Annotating a genome using the SEED servers (via the command line or Perl code)

Suppose that you have a newly sequenced bacterial or archaeal genome.

You have a number of options if you want to get a rapid, fairly

accurate annotation:

1. You can run the genome through RAST, which will give you

an attempt at a comprehensive annotation that is

browsable.

2. You can use our Mac-App or PC-App to get a very rapid

estimate.

3. You can run a few command line scripts that call the

RNA-encoding genes and protein-encoding genes, asserts

functions for the gene products, and produces an initial

metabolic reconstruction.

4. You can programmatically call the RNAs, PEGs, identify the

functions, and generate an initial metabolic

reconstruction.

This short tutorial will describe the last two options.

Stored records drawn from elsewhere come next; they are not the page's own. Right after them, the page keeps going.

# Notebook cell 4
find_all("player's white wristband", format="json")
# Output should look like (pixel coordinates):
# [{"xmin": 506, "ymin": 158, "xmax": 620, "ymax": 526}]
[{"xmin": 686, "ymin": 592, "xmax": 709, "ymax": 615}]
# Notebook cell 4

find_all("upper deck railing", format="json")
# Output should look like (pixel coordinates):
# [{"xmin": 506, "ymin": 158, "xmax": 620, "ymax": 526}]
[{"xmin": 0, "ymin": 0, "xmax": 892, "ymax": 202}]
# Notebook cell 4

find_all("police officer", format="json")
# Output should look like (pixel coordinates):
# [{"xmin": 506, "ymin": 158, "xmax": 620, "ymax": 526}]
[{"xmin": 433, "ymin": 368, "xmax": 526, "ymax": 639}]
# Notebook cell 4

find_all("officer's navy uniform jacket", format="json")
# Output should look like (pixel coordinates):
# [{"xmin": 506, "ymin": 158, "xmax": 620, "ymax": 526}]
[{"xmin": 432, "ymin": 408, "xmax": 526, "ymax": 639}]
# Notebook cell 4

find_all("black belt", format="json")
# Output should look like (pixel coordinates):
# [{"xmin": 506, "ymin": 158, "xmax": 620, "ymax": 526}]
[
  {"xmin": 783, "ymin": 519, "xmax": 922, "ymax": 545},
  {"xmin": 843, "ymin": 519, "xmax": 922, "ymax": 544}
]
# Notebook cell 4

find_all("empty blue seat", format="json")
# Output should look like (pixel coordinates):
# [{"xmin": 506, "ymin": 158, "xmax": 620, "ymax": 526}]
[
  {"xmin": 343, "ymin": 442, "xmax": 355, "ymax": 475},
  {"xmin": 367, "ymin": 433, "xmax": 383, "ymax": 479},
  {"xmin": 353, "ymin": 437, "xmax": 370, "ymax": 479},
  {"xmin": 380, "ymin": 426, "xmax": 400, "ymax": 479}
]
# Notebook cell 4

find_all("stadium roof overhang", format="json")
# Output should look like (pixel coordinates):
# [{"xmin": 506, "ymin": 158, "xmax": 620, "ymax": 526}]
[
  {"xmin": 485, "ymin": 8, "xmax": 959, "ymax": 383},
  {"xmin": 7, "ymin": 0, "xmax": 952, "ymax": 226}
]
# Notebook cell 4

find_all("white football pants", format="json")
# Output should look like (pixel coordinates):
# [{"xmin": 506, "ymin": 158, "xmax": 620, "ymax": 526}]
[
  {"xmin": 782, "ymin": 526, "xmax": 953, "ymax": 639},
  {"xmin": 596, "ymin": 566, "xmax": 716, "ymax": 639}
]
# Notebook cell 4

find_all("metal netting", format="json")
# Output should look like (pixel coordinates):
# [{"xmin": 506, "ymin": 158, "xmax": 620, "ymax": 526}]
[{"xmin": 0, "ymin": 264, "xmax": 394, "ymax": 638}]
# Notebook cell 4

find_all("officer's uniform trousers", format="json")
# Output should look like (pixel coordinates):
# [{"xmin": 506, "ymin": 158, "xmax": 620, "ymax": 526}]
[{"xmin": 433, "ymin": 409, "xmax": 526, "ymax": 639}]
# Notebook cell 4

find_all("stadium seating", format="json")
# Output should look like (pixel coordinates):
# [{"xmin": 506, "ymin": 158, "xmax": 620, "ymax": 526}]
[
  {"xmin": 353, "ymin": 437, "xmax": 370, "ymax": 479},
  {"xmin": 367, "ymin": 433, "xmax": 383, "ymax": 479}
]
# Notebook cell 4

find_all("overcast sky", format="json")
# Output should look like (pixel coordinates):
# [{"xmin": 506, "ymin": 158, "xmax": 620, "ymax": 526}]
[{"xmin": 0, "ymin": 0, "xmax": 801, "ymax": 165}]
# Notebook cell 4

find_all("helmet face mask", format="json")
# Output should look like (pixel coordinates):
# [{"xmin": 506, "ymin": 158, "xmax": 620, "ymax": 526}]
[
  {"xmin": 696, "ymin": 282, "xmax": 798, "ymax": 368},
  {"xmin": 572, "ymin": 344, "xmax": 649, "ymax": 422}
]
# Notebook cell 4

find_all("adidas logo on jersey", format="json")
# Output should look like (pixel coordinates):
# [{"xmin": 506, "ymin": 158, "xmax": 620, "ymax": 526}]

Calling RNA-Encoding Genes Using a Command Line Script

Suppose that you have the contigs of a newly-sequence genome in a file

called DNA.fasta. You need to know the genus, species, and whether

the genome is bacterial or archaeal. To be concrete, suppose that the

file contigs contains the genome of a Buchnera aphidicola (which is a

bacteria). Then,

svr_find_rnas Buchnera aphidicola bacteria < contigs > RNA.fasta 2> RNA.tbl

A fasta file of the DNA encoding the RNA genes is written to

RNA.fasta, and a 5-column tab-separated table describing the location

and function of each of the identified genes is written to RNA.tbl.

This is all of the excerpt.